Et voilà comment, samedi, j'ai acheté un gel moussant pour le visage spécial peaux jeunes.
Si seulement ça pouvait effacer TOUS les points noirs de ces années à venir...
Non parce que je sens que les comédons, ça n'est que la partie emmergée de l'iceberg à emmerdes qu'on s'apprête à percuter à grande vitesse. Qui dit adolescence dit en effet aussi passage en 6ème. Et qui dit passage en 6ème dit... choix du collège.

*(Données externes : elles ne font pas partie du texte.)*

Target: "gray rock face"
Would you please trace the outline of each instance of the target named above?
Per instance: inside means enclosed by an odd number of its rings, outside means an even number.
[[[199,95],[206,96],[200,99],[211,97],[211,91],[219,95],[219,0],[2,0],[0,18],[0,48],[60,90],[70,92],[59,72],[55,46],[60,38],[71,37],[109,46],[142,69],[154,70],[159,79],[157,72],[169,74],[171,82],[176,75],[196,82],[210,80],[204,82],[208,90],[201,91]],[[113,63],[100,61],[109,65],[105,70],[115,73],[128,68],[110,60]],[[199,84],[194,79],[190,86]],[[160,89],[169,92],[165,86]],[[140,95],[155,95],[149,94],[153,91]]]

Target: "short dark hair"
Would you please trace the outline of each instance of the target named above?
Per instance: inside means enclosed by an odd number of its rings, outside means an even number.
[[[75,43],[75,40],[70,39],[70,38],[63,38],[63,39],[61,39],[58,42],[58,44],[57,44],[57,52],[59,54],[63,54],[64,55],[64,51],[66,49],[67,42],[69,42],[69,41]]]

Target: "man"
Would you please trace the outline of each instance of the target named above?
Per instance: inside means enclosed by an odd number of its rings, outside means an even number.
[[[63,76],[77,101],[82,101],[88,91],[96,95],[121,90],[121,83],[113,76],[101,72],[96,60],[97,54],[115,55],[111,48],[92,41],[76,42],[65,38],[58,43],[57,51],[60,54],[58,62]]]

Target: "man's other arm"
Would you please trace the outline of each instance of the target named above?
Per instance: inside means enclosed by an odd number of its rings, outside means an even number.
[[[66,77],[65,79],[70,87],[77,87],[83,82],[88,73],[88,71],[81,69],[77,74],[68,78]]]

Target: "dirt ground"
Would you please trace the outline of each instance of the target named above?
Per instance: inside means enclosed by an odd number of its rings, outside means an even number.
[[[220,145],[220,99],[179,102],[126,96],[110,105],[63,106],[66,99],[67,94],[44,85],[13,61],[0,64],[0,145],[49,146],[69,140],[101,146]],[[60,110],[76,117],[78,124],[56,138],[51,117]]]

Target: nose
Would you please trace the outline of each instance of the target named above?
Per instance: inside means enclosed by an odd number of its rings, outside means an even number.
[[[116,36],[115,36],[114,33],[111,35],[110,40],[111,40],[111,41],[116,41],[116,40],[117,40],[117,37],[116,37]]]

Enfin, non, pas choix du collège, puisqu'en l'occurence, la carte scolaire existe toujours, au cas où certains en douteraient. Seuls les motifs de dérogation ont été un peu modifiés mais je ne souhaite à personne de rentrer dans les cases, du genre "le thérapeute de mon enfant est situé à proximité d'un autre établissement". Changer d'affectation reste donc extrèmement difficile. Bien sûr, ça va de soi, en bonne gauchiste bobo parisienne, je suis à fond pour la carte scolaire. Attends, excusez-moi mais la mixité sociale, c'est mon cheval de bataille. Alors tout ce qui peut garantir cet équilibre, je cautionne sans états d'âme.
Sur le papier.
Comme 99% de mes congénères. Il suffit d'assister à la réunion "spéciale entrée en 6è" pour constater en effet que les plus actifs des parents délégués et consort sont aussi les plus prompts... à gruger le système. Avec, systématiquement, cette phrase sésame qui t'absoud de toutes tes petites compromissons : "Mes enfants n'ont pas à souffrir de mes principes". (à prononcer avec l'air contrit du parent qui souffre de cette entorse à ses règles fondamentales de vie mais qui est prêt à se sacrifier sur l'autel de la réussite de sa progéniture)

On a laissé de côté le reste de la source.